Tankless water heaters, while having been around for some time, are gaining popularity in the U.S. Their function is pretty straightforward - to heat water on demand rather than continuously heating a large tank. This approach saves energy since it eliminates the need to periodically reheat the same water in a tank, whether it's needed soon or hours later. By reducing the amount of energy used to heat water, homeowners can save significantly on their energy bills, too.
So, how does it work? In a home with a tankless system, when you turn on the hot water tap, a flow sensor activates the heater's burner, quickly heating the water. Once the tap is off, the flow stops, and the burner shuts down. While these systems are often referred to as "hot water heaters," a more accurate term would be "cold water heaters" since they actually heat cold water.
A slight drawback of tankless systems is the longer wait for hot water compared to traditional tank systems. This can sometimes result in a 'cold water sandwich' effect when hot water is used intermittently. While a recirculating loop can mitigate this issue, it does reduce some energy savings inherent to tankless systems.
In terms of energy efficiency, tankless systems shine, especially when hot water usage is clustered around the same time, like during morning routines. Compared to tank systems, tankless heaters avoid the energy loss of heating new water constantly.
How much do tankless water heaters cost?
Tankless units are more expensive upfront than traditional tank heaters, ranging from about $1,500 to $2,500 once installed. However, they typically last longer, with a life expectancy exceeding 20 years, compared to 8-12 years for tank heaters. Gas-fired tankless heaters need a larger gas supply line, but usually, the existing home’s supply is adequate.
For new homes, it's smart to consider a tankless water heater, especially if your current tank-style heater is nearing the end of its lifespan. When deciding between tank and tankless options, consulting with a licensed plumber for a cost breakdown and potential savings analysis can be helpful.
Electric tankless heaters also exist but offer less savings compared to gas or LP-fired units. This is partly due to electric heating's slower rate and recent changes in electric price caps.
Who makes tankless water heaters?
Manufacturers like Rinnai, Rheem, and Noritz offer various tankless models, differing mainly in hot water flow rates and temperature rise capabilities. In all models, maintenance is relatively low – keeping vents clear and periodically flushing the system to prevent mineral buildup.
Are tankless water heaters difficult to maintain?

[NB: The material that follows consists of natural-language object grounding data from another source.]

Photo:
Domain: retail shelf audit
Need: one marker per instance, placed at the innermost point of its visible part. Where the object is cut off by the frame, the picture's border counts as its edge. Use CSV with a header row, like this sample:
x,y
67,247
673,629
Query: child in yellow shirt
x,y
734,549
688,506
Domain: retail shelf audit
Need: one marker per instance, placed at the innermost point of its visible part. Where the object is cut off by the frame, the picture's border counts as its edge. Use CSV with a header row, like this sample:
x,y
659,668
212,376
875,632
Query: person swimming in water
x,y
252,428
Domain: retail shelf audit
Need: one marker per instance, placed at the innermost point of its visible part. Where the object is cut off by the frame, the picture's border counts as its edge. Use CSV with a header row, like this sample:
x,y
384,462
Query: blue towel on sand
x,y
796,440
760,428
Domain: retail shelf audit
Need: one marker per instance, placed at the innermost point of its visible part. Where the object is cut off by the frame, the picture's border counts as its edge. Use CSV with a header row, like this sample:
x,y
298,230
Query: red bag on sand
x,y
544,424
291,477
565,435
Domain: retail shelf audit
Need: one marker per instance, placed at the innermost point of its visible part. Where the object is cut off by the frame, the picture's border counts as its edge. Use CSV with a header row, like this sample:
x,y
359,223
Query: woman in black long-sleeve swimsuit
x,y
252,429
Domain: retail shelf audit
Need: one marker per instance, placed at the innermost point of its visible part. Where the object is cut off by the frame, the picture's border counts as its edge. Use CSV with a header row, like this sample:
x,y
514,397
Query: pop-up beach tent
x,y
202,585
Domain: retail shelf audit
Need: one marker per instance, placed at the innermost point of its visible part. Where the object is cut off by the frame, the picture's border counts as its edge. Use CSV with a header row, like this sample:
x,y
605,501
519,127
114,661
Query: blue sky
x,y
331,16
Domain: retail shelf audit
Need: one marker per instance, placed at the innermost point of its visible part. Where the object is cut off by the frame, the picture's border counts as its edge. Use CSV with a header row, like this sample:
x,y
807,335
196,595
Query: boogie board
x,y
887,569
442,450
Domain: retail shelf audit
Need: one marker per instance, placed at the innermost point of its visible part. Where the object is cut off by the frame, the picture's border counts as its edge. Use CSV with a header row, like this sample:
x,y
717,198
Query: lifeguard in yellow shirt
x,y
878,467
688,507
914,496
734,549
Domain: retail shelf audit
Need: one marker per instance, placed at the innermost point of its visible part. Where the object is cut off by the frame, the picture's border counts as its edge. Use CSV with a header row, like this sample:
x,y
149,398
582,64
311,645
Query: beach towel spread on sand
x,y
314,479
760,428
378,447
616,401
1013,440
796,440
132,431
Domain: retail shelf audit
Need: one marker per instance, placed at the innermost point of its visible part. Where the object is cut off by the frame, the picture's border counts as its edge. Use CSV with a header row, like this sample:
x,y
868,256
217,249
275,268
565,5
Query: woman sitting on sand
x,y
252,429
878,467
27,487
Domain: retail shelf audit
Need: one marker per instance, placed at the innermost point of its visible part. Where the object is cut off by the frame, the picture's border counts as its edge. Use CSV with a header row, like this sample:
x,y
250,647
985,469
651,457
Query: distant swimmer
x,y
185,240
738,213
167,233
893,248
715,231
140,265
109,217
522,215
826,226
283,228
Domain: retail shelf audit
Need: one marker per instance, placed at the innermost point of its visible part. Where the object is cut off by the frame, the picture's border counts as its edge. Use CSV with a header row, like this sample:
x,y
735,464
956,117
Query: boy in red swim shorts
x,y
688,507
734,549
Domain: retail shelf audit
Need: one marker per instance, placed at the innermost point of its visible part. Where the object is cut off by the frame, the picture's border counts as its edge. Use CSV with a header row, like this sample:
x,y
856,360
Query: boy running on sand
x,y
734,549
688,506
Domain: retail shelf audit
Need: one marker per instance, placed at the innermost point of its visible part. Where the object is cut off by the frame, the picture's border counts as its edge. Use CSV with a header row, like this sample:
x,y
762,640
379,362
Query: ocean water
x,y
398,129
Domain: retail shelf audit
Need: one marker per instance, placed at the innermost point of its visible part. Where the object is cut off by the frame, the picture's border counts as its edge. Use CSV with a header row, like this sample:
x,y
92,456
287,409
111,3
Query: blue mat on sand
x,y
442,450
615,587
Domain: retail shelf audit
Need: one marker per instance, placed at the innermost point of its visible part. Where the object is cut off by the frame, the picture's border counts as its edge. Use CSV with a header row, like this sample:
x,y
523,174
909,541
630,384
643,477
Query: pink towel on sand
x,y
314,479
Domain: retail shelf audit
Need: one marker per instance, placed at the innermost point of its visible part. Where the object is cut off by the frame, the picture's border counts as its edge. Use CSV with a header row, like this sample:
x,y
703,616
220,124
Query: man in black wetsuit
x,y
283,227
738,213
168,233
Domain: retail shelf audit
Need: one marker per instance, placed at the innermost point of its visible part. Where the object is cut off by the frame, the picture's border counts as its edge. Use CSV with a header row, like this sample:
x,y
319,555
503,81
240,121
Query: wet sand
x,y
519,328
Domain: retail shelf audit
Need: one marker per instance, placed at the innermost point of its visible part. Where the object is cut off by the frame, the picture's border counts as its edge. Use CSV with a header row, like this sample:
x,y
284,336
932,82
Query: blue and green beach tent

No, tankless water heaters are relatively low maintenance. First and foremost, it's important to regularly check the intake and exhaust vents. These should be kept clear of any obstructions like vegetation, snow, or mulch to ensure proper airflow. Most tankless units use a concentric vent system, which requires only a single opening but is essential for both air intake and exhaust. Any blockage, if undetected, can cause the unit to shut down and display error codes. The second key maintenance task is the flushing or descaling of the system, typically recommended every 12 to 18 months. This process involves circulating a descaling solution through the heater to remove mineral buildup, like calcium and magnesium, which can accumulate inside the heater due to hard water. The frequency of this process may vary depending on the hardness of your water, the size of your household, and the manufacturer's recommendations. Additionally, cleaning the unit's inlet mesh filter regularly is necessary to prevent clogging and maintain efficient operation. While a professional plumber can perform these maintenance tasks, a knowledgeable homeowner with the right equipment can also take them on. Regular maintenance not only extends the life of your tankless water heater, but also ensures it operates at peak efficiency, saving you money.
Home inspectors are trained to visually inspect hot water heaters, whether traditional or tankless, gas or electric. This helps home buyers and homeowners ensure that they continue to get reliable hot water year-round.